Le port de Chu-San, ouvert anciennement aux Anglais, est situé par trente degrés
vingt minutes de latitude nord, ou à mi-chemin entre Canton et Peking, sur la côte orientale de la Chine.
Les murs dont cette plaine est environnée ont près de trente pieds d'élévation, et, à l'exception des pagodes et des édifices publics, ils cachent entièrement la vue des maisons particulières,
qui n'ont en général qu'un seul étage.
Les briques et les tuiles que l'on emploie à la Chine sont d'une couleur bleuâtre ou d'ardoise, qui tient à leur propre substance, ou qu'elles reçoivent artificiellement par un procédé
particulier de dessication et de cuisson.

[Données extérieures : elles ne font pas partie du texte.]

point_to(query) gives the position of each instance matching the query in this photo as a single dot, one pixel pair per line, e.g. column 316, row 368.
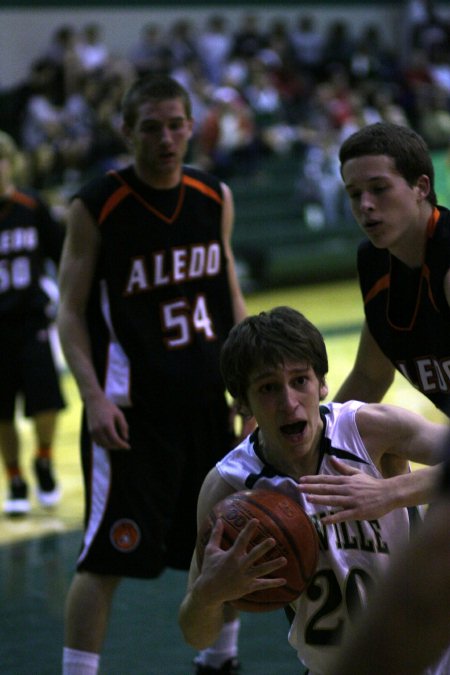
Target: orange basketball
column 279, row 517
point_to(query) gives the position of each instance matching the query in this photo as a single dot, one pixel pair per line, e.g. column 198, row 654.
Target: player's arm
column 358, row 496
column 106, row 422
column 237, row 298
column 392, row 436
column 225, row 575
column 372, row 373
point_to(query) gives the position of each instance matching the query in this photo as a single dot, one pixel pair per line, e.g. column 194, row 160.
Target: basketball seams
column 287, row 535
column 264, row 505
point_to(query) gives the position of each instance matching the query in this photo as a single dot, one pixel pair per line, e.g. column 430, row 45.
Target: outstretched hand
column 355, row 494
column 229, row 575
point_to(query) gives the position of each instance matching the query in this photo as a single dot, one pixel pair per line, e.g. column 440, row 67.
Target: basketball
column 279, row 517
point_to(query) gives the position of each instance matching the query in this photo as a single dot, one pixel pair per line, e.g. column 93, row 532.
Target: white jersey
column 352, row 554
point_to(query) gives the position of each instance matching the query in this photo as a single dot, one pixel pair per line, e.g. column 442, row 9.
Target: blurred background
column 276, row 89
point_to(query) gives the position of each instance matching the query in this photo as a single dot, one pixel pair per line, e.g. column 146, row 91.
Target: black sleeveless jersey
column 160, row 306
column 407, row 312
column 29, row 236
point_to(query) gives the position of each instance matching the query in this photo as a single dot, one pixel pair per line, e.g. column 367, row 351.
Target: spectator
column 29, row 238
column 214, row 48
column 151, row 54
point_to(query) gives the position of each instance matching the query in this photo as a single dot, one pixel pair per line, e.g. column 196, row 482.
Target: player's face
column 285, row 401
column 159, row 139
column 384, row 205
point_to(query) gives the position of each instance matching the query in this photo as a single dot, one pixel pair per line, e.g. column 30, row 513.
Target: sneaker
column 230, row 667
column 47, row 491
column 17, row 503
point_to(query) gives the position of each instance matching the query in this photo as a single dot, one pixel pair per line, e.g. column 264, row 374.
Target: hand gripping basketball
column 281, row 518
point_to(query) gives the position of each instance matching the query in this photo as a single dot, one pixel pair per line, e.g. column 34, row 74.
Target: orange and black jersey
column 29, row 235
column 160, row 306
column 407, row 311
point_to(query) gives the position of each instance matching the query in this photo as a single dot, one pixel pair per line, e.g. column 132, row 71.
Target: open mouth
column 293, row 429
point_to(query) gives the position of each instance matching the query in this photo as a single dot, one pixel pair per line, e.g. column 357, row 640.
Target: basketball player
column 148, row 294
column 404, row 275
column 407, row 626
column 403, row 266
column 275, row 364
column 29, row 238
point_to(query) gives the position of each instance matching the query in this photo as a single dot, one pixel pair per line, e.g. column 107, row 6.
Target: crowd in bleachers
column 256, row 90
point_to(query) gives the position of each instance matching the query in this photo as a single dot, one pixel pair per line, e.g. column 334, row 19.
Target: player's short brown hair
column 152, row 88
column 270, row 338
column 408, row 150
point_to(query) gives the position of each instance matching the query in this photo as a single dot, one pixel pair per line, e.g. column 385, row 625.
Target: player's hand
column 355, row 495
column 229, row 575
column 107, row 424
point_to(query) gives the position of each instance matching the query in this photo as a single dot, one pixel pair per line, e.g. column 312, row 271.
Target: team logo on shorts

Les embrasures ne sont point garnies d'artillerie, mais dans les merlons on a pratiqué des lucarnes à l'usage des archers. Sur les murs et près de la porte sont des tentes servant de
corps-de-garde, où l'on entretient sans cesse un nombre suffisant de soldats. À la chute du jour, ou ferme les portes de la ville, et personne alors ne peut plus y entrer sous quelque prétexte
que ce soit.
[Peinture et texte de William Alexander, The costume of China]
La partie de la côte de la Chine que l’escadre avait déjà longée depuis la frontière orientale du Tunquin jusqu’aux îles Chu-San comprend plus
d’un millier de milles nautiques, qui ont un sixième en sus des milles anglais ordinaires. Mais il restait encore une bien plus grande étendue de côtes, des îles Chu-San au port le plus près de
Pékin, dans le golfe auquel cette capitale donne son nom.

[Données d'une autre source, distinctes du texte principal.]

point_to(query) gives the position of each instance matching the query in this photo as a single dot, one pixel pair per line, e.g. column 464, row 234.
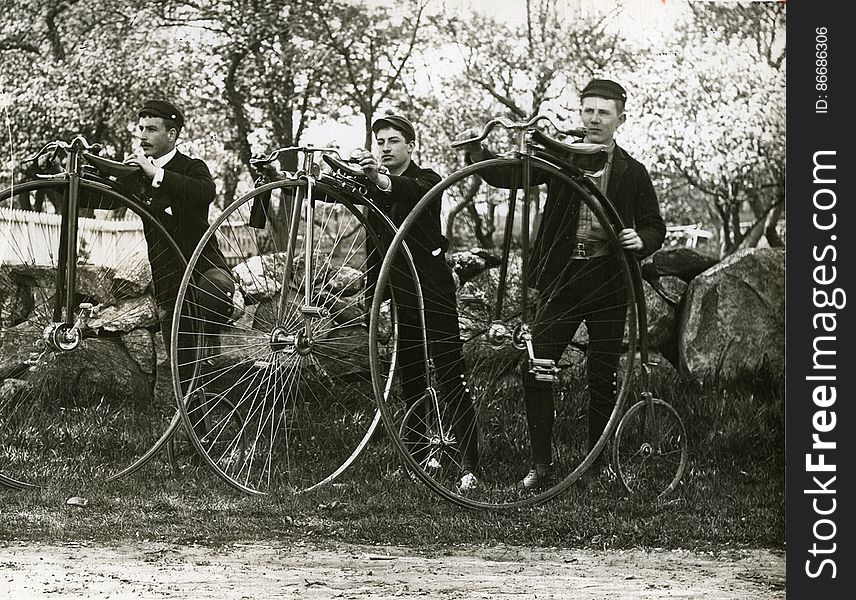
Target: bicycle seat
column 110, row 168
column 562, row 149
column 343, row 167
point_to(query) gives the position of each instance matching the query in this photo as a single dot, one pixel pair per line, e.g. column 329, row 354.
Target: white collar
column 160, row 162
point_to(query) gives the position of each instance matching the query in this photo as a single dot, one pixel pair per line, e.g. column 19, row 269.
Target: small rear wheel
column 650, row 449
column 89, row 408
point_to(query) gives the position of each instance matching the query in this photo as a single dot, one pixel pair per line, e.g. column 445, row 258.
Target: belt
column 586, row 250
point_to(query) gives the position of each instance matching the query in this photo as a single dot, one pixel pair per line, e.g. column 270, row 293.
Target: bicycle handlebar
column 78, row 143
column 518, row 126
column 265, row 160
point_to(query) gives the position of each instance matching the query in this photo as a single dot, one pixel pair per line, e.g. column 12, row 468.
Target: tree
column 718, row 125
column 367, row 53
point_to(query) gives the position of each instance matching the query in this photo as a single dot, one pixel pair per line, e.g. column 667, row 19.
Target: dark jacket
column 629, row 189
column 181, row 204
column 424, row 237
column 407, row 190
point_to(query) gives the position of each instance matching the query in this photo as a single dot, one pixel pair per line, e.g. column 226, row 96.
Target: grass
column 731, row 497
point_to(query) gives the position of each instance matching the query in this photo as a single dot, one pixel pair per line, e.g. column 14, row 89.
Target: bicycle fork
column 301, row 340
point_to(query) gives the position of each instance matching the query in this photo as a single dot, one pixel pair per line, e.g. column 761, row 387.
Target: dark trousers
column 596, row 295
column 445, row 346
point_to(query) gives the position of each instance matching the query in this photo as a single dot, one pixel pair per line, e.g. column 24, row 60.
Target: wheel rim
column 86, row 411
column 304, row 401
column 650, row 452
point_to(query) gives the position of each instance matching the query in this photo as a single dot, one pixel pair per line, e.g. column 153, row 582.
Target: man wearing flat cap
column 397, row 185
column 577, row 276
column 180, row 190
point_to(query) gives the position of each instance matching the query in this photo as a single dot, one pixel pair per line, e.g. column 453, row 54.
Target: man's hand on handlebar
column 474, row 149
column 269, row 170
column 630, row 240
column 145, row 163
column 368, row 164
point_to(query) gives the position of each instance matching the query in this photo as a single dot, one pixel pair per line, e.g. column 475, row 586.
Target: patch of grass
column 732, row 496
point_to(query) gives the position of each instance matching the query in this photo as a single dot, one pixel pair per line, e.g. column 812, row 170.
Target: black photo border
column 819, row 412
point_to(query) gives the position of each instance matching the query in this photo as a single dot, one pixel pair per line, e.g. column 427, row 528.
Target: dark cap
column 397, row 122
column 604, row 88
column 163, row 109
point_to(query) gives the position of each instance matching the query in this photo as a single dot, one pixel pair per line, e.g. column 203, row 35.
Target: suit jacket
column 629, row 189
column 424, row 237
column 181, row 204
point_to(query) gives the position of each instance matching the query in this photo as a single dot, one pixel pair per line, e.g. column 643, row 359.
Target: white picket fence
column 33, row 238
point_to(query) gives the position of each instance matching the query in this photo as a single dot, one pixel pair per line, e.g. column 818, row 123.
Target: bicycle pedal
column 315, row 311
column 544, row 369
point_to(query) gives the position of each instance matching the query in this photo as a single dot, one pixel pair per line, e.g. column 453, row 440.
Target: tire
column 650, row 449
column 306, row 405
column 182, row 454
column 94, row 411
column 492, row 341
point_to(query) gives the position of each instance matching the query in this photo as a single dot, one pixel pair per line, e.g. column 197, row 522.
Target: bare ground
column 302, row 570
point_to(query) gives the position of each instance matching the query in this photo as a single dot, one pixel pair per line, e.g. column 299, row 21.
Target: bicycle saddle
column 591, row 158
column 110, row 168
column 562, row 149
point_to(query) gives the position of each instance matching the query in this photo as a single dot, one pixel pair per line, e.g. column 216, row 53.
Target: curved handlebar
column 518, row 126
column 77, row 144
column 264, row 160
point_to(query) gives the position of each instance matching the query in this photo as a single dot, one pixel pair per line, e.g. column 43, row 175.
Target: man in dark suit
column 397, row 184
column 180, row 190
column 574, row 270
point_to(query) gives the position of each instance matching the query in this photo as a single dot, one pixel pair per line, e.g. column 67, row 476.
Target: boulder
column 125, row 315
column 662, row 321
column 345, row 281
column 684, row 263
column 468, row 264
column 141, row 346
column 732, row 323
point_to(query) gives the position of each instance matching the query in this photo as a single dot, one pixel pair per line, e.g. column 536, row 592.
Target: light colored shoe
column 468, row 482
column 536, row 478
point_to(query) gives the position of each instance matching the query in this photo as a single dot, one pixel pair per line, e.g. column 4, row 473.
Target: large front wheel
column 80, row 399
column 289, row 359
column 530, row 341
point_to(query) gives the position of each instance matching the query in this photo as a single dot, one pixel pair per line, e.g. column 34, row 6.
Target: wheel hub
column 498, row 335
column 289, row 343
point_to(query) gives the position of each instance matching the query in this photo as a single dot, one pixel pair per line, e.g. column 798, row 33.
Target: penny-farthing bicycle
column 85, row 295
column 280, row 399
column 491, row 212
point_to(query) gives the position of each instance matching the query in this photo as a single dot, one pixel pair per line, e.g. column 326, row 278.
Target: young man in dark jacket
column 572, row 270
column 397, row 184
column 179, row 191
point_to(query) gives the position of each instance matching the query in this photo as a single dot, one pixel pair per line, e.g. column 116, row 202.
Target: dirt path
column 258, row 571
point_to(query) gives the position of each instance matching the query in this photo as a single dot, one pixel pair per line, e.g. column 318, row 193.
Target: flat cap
column 163, row 109
column 604, row 88
column 398, row 123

À Chu-San, l’escadre se trouvait aux bornes les plus reculées où la navigation européenne était encore parvenue. La mer qui s’étend de là jusqu’à dix degrés de latitude et six de longitude était
entièrement inconnue, excepté à ceux qui habitaient ses bords. C’est dans cette mer que se jettent les eaux du grand Wang-Ho, ou fleuve Jaune. Il entraîne, dans sa longue et tortueuse course, une
si grande quantité de limon jaune que c’est à cela qu’il doit l’épithète qui le distingue et qu’il communique à la mer avec laquelle il mêle ses ondes.
La mer Jaune est bornée par la Chine, la Tartarie et la Corée. Ce n’était pas un petit avantage procuré par l’ambassade que d’avoir une occasion de parcourir sans risque une étendue de mer si
considérable, sous la direction d’hommes qui y avaient fréquemment navigué. Des deux pilotes pris, dans ce dessein, à Chu-San, l’un resta à bord du Lion, l’autre fut envoyé à
l’Indostan. Quoique forcés à ce service, ils se montrèrent empressés à s’en acquitter, autant qu’ils en étaient capables.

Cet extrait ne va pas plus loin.